I learned to listen with my heart, smile with my soul, and accept each day as a miracle and blessing from God. This new attitude made it easier to deal with my Mom’s sundowning, my Dad’s restless legs and constant trips in and out of bed each night, and the inner turmoil I was dealing with as I grieved for my husband. No one says life is supposed to be easy, no one says life is supposed to be fair and no one says we are entitled to a carefree, unbridled existence. With time, I came to accept my role as caregiver with a song in my voice, a smile on my face, and acceptance of what my role in my parents’ life had become, namely they became my children as I became their parent. Once I changed my mindset, I was able to cherish my parents for the persons they used to be, who they were now, but it did take time and patience. I learned so much about Alzheimer’s, about becoming a better caregiver, but most importantly I learned who I am and what I am capable of.

And sometimes we are forced to make that change within ourselves. But with time, that all important healer, change I did. And, that’s why I wrote my book, Good Morning I Love You, Maintaining Sanity & Humor Amidst Widowhood, Caregiving and Alzheimer’s. When my career as my parents’ caregiver ended, it would have been so easy to walk away and never look back. I’ve had friends who did that very same thing when their loved one died, they couldn’t walk away fast enough from their caregiving memories. I came to realize I learned a lot during my thirteen plus years as a caregiver and it would have been a waste of valuable experience to walk away from caregiving as my friends had done. And, I came to realize that if I shared my story, I could help a greater audience of caregivers, both current and future. Current caregivers I could help as a result of the knowledge I gained the hard way, through trial and error. And I could assist future caregivers, so they won’t be blindsided by the responsibilities required of them, if they find themselves as future caregivers.

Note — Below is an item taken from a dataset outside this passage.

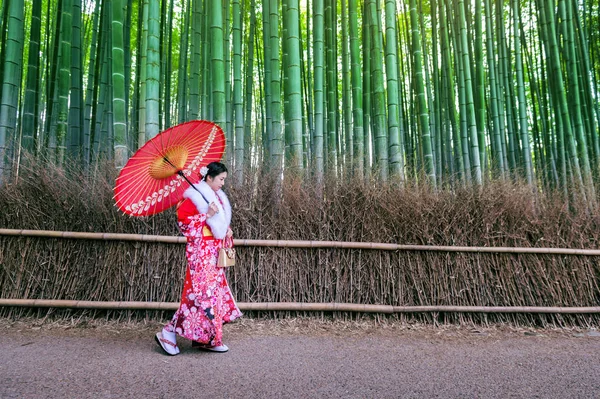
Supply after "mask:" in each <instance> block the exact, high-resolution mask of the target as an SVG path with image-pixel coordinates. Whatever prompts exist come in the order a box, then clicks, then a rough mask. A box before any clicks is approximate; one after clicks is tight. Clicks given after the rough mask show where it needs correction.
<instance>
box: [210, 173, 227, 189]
mask: <svg viewBox="0 0 600 399" xmlns="http://www.w3.org/2000/svg"><path fill="white" fill-rule="evenodd" d="M226 178H227V172H223V173H221V174H218V175H216V176H215V177H214V178H213V177H210V176H206V184H208V186H209V187H210V188H212V189H213V190H214V191H219V190H220V189H221V188H222V187H223V185H224V184H225V179H226Z"/></svg>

Along the way, I’ve made many new friends. Friends who I’ve commiserated with, laughed with, and yes, even cried with. Caregiving, like widowhood, has that way of unifying those of us who have exclusive memberships in these clubs. No one knows what a widow goes through, but another widow. And no one knows what a caregiver goes through, but another dementia caregiver. Life has an amazing way of changing, no thanks to ourselves. It’s how we acknowledge that change, accept that change, and embrace that change that determines if we are pointing our life to a happier heart!